Charlyne Genoud | Avec amour et acharnement brosse le portrait d’une histoire d’amour archétypale ancrée dans le présent, en floutant le passé qui l’a rendue possible. Un dérapage amoureux à voir au cinéma d’Oron.
Un revenant à l’écran
Sarah (Juliette Binoche) et Jean (Vincent Lindon) vivent une histoire d’amour plutôt idéale: ils se regardent, s’aiment, discutent, jouent et rigolent. Leur joyeux quotidien est enserré dans un petit appartement parisien qui vaut de décor principal du film. Assez rapidement, on saisit cependant que le passé de cette histoire est quelque peu plus compliqué que ce qu’il n’y parait. Le nom de François (Grégoire Colin) est évoqué : il est l’ex-compagnon de l’une et l’ancien collègue de l’autre. Ce fantôme du passé, qui a vraisemblablement permis au couple de se rencontrer, resurgit petit à petit dans leur quotidien sans dire un mot à l’écran, à l’image de son statut de revenant.
Passé délaissé
Du décor de cette histoire, quelques points de repère flous. Le passé de Sarah et Jean est évoqué, en des bribes qui laissent au public le droit d’imaginer et le devoir de compléter. Cette économie de la narration passée sert ainsi une histoire racontant un propos dense conjugué uniquement au présent. Le film couvre en effet une courte période, charnière pour la vie de Sarah et Jean. Le flou maintenu sur le passé est ainsi assez vite assimilé par le public comme une volonté du film, qui observe de près un présent en transition. Ce que le film ne donne pas, c’est ainsi une chronologie claire du passé sur laquelle s’expliquer ce qui advient. Ce que cela permet, c’est de se plonger dans les émotions chaotiques de Sarah, qui redécouvre sa passion pour un ancien amour. Parce que les choses ne s’expliquent pas causalement et linéairement, elles sont rendues dans leur aspect pulsionnel et incontrôlé. On la voit ainsi sombrer dans un double jeu insupportable et violent, et dans une manipulation de cet homme avec qui elle partageait jusqu’alors un amour qui semblait idéal.
Cadrer le dérapage
La dilution du passé permet ainsi de se fondre dans le présent jusqu’à ne plus chercher de raison à l’irrationnel : on observe ainsi simplement les déboires d’une situation chaotique.

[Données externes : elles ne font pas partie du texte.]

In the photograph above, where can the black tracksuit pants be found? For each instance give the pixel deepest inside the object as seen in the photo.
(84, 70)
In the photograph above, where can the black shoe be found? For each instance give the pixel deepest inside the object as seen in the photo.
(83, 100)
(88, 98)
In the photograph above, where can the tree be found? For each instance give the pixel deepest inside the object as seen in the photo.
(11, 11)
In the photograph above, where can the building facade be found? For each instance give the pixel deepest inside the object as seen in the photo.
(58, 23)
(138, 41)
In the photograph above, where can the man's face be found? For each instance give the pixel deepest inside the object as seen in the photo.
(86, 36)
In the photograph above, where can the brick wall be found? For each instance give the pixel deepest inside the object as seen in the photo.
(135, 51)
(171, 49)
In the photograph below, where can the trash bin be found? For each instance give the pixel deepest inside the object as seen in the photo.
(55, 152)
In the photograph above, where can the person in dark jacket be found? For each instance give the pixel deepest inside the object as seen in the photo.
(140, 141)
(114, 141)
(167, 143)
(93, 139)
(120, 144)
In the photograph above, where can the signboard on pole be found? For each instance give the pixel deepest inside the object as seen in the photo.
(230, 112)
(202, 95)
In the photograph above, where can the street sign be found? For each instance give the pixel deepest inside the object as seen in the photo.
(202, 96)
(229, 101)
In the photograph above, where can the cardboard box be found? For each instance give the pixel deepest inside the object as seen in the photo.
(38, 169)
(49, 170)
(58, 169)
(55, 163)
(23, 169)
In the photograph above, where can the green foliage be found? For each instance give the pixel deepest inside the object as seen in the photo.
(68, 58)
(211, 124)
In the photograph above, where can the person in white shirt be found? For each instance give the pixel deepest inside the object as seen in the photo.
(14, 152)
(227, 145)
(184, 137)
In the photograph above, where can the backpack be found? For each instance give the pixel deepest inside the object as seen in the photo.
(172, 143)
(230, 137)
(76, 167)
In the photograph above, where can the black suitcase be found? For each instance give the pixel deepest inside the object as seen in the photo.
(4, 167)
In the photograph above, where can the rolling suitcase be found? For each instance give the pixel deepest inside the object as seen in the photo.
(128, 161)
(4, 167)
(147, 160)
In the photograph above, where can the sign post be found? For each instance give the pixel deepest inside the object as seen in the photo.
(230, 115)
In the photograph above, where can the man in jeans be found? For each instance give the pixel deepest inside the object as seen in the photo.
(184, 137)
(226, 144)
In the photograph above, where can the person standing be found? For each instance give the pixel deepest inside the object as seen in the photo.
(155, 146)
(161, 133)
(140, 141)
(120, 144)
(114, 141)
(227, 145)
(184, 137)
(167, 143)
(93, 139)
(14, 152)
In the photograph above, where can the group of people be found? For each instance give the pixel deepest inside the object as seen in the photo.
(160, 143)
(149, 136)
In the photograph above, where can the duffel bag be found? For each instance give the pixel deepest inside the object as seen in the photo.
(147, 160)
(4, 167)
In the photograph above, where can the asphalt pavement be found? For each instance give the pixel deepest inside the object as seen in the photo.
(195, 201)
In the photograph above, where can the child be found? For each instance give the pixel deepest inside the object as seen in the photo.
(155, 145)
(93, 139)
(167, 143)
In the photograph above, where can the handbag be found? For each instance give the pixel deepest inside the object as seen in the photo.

Pour mener à ce nœud, le présent doit être posé. La première partie du film ancre ainsi lentement ces personnages dans leurs quotidiens. En parallèle sont-ils ainsi montrés dans les soubresauts de leur quotidien, en des plans plutôt classiques. La situation dérape ainsi gentiment vers le carnage, qui quant à lui sera deviné au travers de plans serrés laissant entrevoir la vérité, des plans aussi rapides et puissants que les émotions débridées qu’ils représentent.